Google's Mobile Service Gets International Upgrade
Google announced faster speeds for its Project Fi mobile service on Tuesday, expanding coverage and making it a better option for travelers.
Project Fi now offers high data speeds in more than 135 destinations — without charging extra for international service. If you're looking for mobile service and frequently lament your provider's international data roaming charges, the service is worth a look.
With the update, Project Fi is promising data speeds ten times as fast as they were before, or enough to be able to stream HD video, download movies, video chat, and upload photos without feeling like you're back in the age of dial-up.

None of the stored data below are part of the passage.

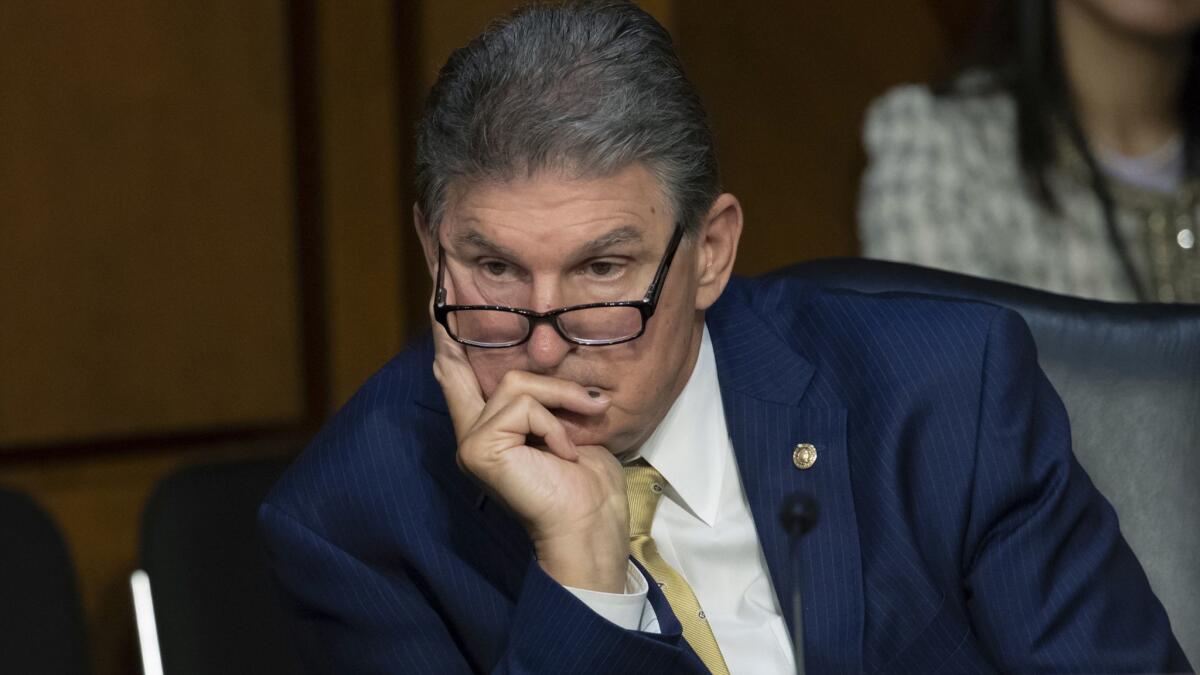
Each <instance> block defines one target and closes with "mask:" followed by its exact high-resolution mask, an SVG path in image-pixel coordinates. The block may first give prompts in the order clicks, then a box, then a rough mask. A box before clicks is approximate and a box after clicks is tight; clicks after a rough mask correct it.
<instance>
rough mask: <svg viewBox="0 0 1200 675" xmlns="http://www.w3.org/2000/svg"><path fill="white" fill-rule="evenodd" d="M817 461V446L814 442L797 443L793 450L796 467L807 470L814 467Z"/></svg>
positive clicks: (803, 470) (794, 459)
mask: <svg viewBox="0 0 1200 675" xmlns="http://www.w3.org/2000/svg"><path fill="white" fill-rule="evenodd" d="M816 462H817V447H816V446H814V444H812V443H797V444H796V449H794V450H792V464H794V465H796V468H799V470H800V471H805V470H809V468H812V465H814V464H816Z"/></svg>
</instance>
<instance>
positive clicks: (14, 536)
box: [0, 490, 90, 675]
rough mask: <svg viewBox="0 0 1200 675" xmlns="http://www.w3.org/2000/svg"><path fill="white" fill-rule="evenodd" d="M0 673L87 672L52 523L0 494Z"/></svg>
mask: <svg viewBox="0 0 1200 675" xmlns="http://www.w3.org/2000/svg"><path fill="white" fill-rule="evenodd" d="M0 532H2V533H4V544H0V673H28V674H31V675H37V674H41V673H44V674H47V675H70V674H85V673H89V671H90V667H89V664H88V645H86V632H85V627H84V619H83V605H82V603H80V601H79V590H78V585H77V583H76V572H74V565H72V562H71V555H70V554H68V552H67V546H66V543H65V542H64V540H62V537H61V536H60V534H59V530H58V527H55V526H54V521H52V520H50V518H49V515H47V514H46V512H44V510H42V509H41V507H38V506H37V504H36V503H34V501H32V500H30V498H29V497H26V496H25V495H22V494H18V492H10V491H7V490H0Z"/></svg>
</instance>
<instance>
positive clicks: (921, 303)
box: [756, 279, 1032, 389]
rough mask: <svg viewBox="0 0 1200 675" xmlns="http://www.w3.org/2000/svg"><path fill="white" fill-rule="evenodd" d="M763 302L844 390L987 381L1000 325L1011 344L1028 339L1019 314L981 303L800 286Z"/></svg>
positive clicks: (758, 295)
mask: <svg viewBox="0 0 1200 675" xmlns="http://www.w3.org/2000/svg"><path fill="white" fill-rule="evenodd" d="M756 295H757V297H758V298H760V299H761V306H762V309H761V310H760V311H761V313H762V316H763V317H764V318H766V319H767V321H768V323H769V324H770V325H773V327H774V328H775V329H776V331H778V333H779V335H780V337H781V339H784V340H785V341H788V342H791V344H792V345H794V346H796V348H797V350H798V351H799V352H800V353H802V354H804V356H805V358H808V359H809V360H811V362H812V363H814V365H816V366H817V368H818V370H822V371H823V372H824V374H826V375H827V376H828V377H830V378H832V380H834V381H838V382H841V384H842V388H844V389H854V388H857V387H862V386H865V384H871V386H872V387H880V386H884V384H887V386H890V387H902V388H906V389H911V388H914V387H922V386H929V387H934V388H936V387H941V386H944V384H947V383H948V382H950V381H954V382H959V383H961V382H962V381H964V378H965V377H978V376H980V375H982V370H983V365H984V359H985V357H986V352H988V344H989V334H990V333H992V331H994V330H997V328H996V327H997V325H1000V327H1002V328H1000V330H1001V331H1002V333H1004V334H1006V335H1009V336H1019V337H1020V336H1027V335H1028V329H1027V328H1026V327H1025V323H1024V321H1022V319H1021V318H1020V316H1019V315H1018V313H1016V312H1014V311H1012V310H1008V309H1004V307H1000V306H997V305H992V304H989V303H983V301H977V300H966V299H958V298H947V297H941V295H928V294H919V293H904V292H884V293H864V292H858V291H851V289H841V288H824V287H818V286H814V285H812V283H811V282H808V281H803V280H798V279H776V280H770V281H768V282H767V283H764V285H763V286H762V288H761V289H760V291H757V292H756ZM1022 344H1025V342H1022ZM1028 344H1030V345H1031V344H1032V342H1031V341H1028ZM856 384H857V387H856Z"/></svg>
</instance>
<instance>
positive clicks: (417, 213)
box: [413, 203, 438, 279]
mask: <svg viewBox="0 0 1200 675" xmlns="http://www.w3.org/2000/svg"><path fill="white" fill-rule="evenodd" d="M413 227H415V228H416V238H418V239H420V240H421V252H422V253H424V255H425V267H426V268H428V270H430V279H437V274H438V270H437V265H438V241H437V239H436V238H434V235H433V233H431V232H430V228H428V226H427V225H426V223H425V214H422V213H421V207H420V204H416V203H414V204H413Z"/></svg>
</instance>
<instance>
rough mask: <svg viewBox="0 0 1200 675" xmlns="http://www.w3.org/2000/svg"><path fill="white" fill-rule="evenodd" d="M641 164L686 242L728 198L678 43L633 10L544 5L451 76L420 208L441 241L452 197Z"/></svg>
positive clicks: (423, 138)
mask: <svg viewBox="0 0 1200 675" xmlns="http://www.w3.org/2000/svg"><path fill="white" fill-rule="evenodd" d="M636 163H641V165H642V166H644V167H647V168H648V169H649V171H650V172H652V173H653V174H654V175H655V178H656V179H658V180H659V184H660V186H661V189H662V190H664V195H665V197H666V198H667V201H668V203H670V204H671V207H672V209H673V215H674V217H676V219H677V221H678V222H679V223H680V225H683V227H684V229H685V232H688V233H691V232H694V231H695V229H696V228H698V226H700V220H701V217H702V216H703V214H704V213H707V210H708V209H709V207H712V204H713V201H714V199H715V198H716V196H718V195H719V193H720V185H719V177H718V167H716V153H715V150H714V147H713V135H712V131H710V130H709V126H708V120H707V118H706V114H704V108H703V106H702V104H701V102H700V96H698V95H697V94H696V90H695V89H694V88H692V85H691V83H690V82H689V80H688V78H686V77H685V76H684V72H683V66H682V64H680V62H679V58H678V56H677V55H676V53H674V48H673V46H672V42H671V36H670V35H668V34H667V31H666V29H664V28H662V25H660V24H659V23H658V22H656V20H654V18H653V17H650V16H649V14H648V13H646V12H644V11H642V10H641V8H638V7H637V6H636V5H634V4H632V2H624V1H613V0H606V1H571V2H565V4H556V5H545V4H538V5H530V6H527V7H523V8H521V10H517V11H516V12H515V13H512V14H510V16H509V17H506V18H504V19H500V20H499V22H497V23H494V24H492V25H491V26H490V28H488V29H487V30H485V31H484V32H482V34H481V35H480V36H478V37H475V38H474V40H473V41H472V42H470V43H468V44H467V46H466V47H462V48H461V49H457V50H456V52H455V53H454V54H452V55H451V56H450V59H449V60H448V61H446V64H445V66H443V67H442V72H440V73H439V74H438V80H437V83H436V84H434V85H433V89H432V90H431V92H430V96H428V100H427V101H426V104H425V110H424V114H422V115H421V121H420V124H419V127H418V136H416V198H418V204H419V205H420V208H421V211H422V213H424V215H425V220H426V222H427V225H428V227H430V229H431V232H436V231H437V226H438V225H439V223H440V222H442V217H443V215H444V214H445V209H446V201H448V199H449V198H450V190H451V187H460V189H461V187H466V186H469V185H472V184H474V183H480V181H506V180H512V179H516V178H521V177H533V175H535V174H536V173H539V172H542V171H559V172H565V173H566V174H568V175H570V177H571V178H602V177H607V175H612V174H614V173H617V172H619V171H622V169H624V168H626V167H630V166H634V165H636Z"/></svg>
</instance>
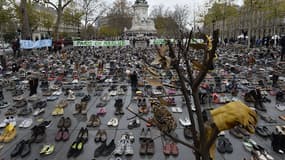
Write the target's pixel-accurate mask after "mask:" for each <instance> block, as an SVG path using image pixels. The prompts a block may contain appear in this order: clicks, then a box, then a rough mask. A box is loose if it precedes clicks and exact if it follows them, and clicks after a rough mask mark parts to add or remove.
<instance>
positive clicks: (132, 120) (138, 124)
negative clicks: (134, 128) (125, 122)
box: [128, 118, 140, 129]
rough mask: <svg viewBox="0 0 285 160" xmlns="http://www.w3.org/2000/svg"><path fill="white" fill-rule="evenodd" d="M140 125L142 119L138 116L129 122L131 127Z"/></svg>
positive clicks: (132, 128)
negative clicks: (134, 118)
mask: <svg viewBox="0 0 285 160" xmlns="http://www.w3.org/2000/svg"><path fill="white" fill-rule="evenodd" d="M137 127H140V120H139V119H138V118H135V119H134V120H132V121H130V122H129V124H128V128H129V129H133V128H137Z"/></svg>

In the last year (since Project Fi launched), 15 percent of users have traveled internationally to a combined total of 110 countries, according to Google.
Of course, there's a catch: Project Fi is only available for use with Google's Nexus phones. That will be a dealbreaker for many.
I tested the service in New York City on the Nexus 6P by Huawei, a beautiful but occasionally unwieldy device. The smartphone is comparable in size to the iPhone 6s Plus, and weighs slightly (.2 ounces) more. I enjoyed looking at the screen — it's gorgeous and perfectly responsive — but found it awkward when reaching for anything at the top of the screen (and I have pretty big hands). The other option is the smaller Nexus 5X, which is also cheaper ($499 vs. $199).
Since annual contracts spread out the cost of a new device, Project Fi's upfront hardware costs can be more than with another carrier, however Google also offers to spread out payments.
Project Fi's biggest appeal is its simple pricing structure: $20 for phone and texting service each month, plus $10 per gigabyte of data used. For example, for my sample plan of phone, texting and 1GB data, the total was $30— with taxes and fees $36.11. Google's plan is pay as you go, meaning that you pay more if you go over — but you also get money back if you stay under. With the phone purchased upfront, there is no annual contract.
And there's one more catch: Voice calling over Wi-Fi doesn't cost any more while traveling abroad, but voice calling when not on Wi-Fi is subject to different prices depending on the country.
Google has the ambitious goal of creating a seamless data connection by combining both Sprint and T-Mobile network connections as well as publicly available Wi-Fi signals. (Google encrypts the data to protect users on Wi-Fi.) Utilizing Wi-Fi signals can also keep costs down for customers, as it avoids any unnecessary data costs.
“With the addition of faster speeds and more countries for the same fair price, we’re one step closer to making using your phone internationally as easy as it is at home,” wrote Tyler Kugler, Project Fi product manager, in a blog post announcing the update.
To make the service more attractive to newcomers, Google is offering $150 off the Nexus 6P (retails $499) when purchased through Project Fi, for one week beginning at 1 p.m. ET/10 a.m. PT on Tuesday.